Around campus, cafes are charging less for customers who bring their own reusable cup, but are there any further changes you’d like to see the university make around sustainability? Do you feel that the university is guilty of greenwashing? Is the goal of the university to be carbon-free by 2038 too late?

This is such an interesting question… as with all things in life, there’s always room for improvement! We acknowledge the positive changes on campus such as the recycling bins in and around the library and SU facilities. However, there is a distinct focus on disposing of waste rather than reducing the amount of waste produced in the first place. For example, a lot of food provisions on campus are sold in plastic packaging which, although more convenient for caterers, adds up to a lot of waste – especially for those daily meal-deal hunters! Additionally, although it’s positive that food outlets are encouraging staff and students to use reusable cups, this puts the onus on the consumer to be environmentally responsible and bypasses the responsibility of the outlets themselves. On-campus businesses should be incentivised by the university to integrate sustainability more broadly, like choosing local suppliers and ensuring more plant-based options are available. 

An interesting concept we are beginning to implement in our shop is the Life Cycle Thinking approach. It encourages businesses and individuals to think about every single stage in the life of a product, and how we can make every stage as sustainable as possible. Most people are aware of the “purchase – use – dispose” part of a product’s life, but we don’t often think about the production process, shipment, and then what will happen to it post-disposal.

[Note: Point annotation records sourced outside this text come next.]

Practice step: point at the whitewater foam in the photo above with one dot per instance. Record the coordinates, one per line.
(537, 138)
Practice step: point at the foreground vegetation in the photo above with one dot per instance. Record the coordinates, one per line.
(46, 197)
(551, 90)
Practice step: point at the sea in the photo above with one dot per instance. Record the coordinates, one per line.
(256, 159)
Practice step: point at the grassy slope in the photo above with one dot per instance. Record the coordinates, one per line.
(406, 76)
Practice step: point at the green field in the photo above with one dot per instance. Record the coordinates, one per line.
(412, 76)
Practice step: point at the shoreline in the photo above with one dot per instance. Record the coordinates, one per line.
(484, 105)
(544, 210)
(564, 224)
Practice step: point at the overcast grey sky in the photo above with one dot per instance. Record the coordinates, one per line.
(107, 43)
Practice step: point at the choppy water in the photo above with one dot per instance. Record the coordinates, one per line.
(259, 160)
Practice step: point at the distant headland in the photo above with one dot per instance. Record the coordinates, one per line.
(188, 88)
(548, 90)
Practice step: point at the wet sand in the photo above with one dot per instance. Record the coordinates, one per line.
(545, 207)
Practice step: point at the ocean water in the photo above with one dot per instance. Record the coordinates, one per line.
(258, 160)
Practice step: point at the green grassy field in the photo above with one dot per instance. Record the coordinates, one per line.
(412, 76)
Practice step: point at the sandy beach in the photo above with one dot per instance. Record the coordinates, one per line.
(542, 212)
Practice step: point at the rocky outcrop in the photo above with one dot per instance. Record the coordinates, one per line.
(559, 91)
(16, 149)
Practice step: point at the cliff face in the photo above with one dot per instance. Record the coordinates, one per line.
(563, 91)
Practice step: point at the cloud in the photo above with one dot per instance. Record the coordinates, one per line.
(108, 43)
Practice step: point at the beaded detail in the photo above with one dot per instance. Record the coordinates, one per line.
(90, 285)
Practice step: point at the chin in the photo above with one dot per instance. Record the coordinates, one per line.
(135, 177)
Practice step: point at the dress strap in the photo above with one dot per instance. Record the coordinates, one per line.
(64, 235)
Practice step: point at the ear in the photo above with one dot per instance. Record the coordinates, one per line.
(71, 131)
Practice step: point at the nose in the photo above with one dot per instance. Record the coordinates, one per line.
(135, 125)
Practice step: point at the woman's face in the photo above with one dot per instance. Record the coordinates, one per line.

We think that the university needs to prioritise incentivising not just the purchase of “eco-products” such as reusable cups, but promoting genuine, sustainable investment. 

On a broader scale, the university should divest from the fossil fuel industry as we all have a vague awareness of how terrible fossil fuels are! The detrimental effect they have on the planet and its people should not be supported in any capacity by the university. This isn’t helped by the high electricity wastage due to out-dated, inefficient systems in many on campus buildings. The technology exists to make on-campus buildings more energy efficient, but the university must prioritise investment in renewable energy and sustainable electrical sources in order for this to happen!

Finally, yeah, 2038 is more than a decade and a half away! I’ll be in my late 30s (eek!) and hope that by then, the university will be more than simply carbon-free! It’s fantastic that there is a goal since it’s a start toward eliciting actual change, but having goals so far in the future doesn’t lend itself to action taking place anytime soon. We want our institution to be bold, prioritise sustainability, and demonstrate that they mean what they say.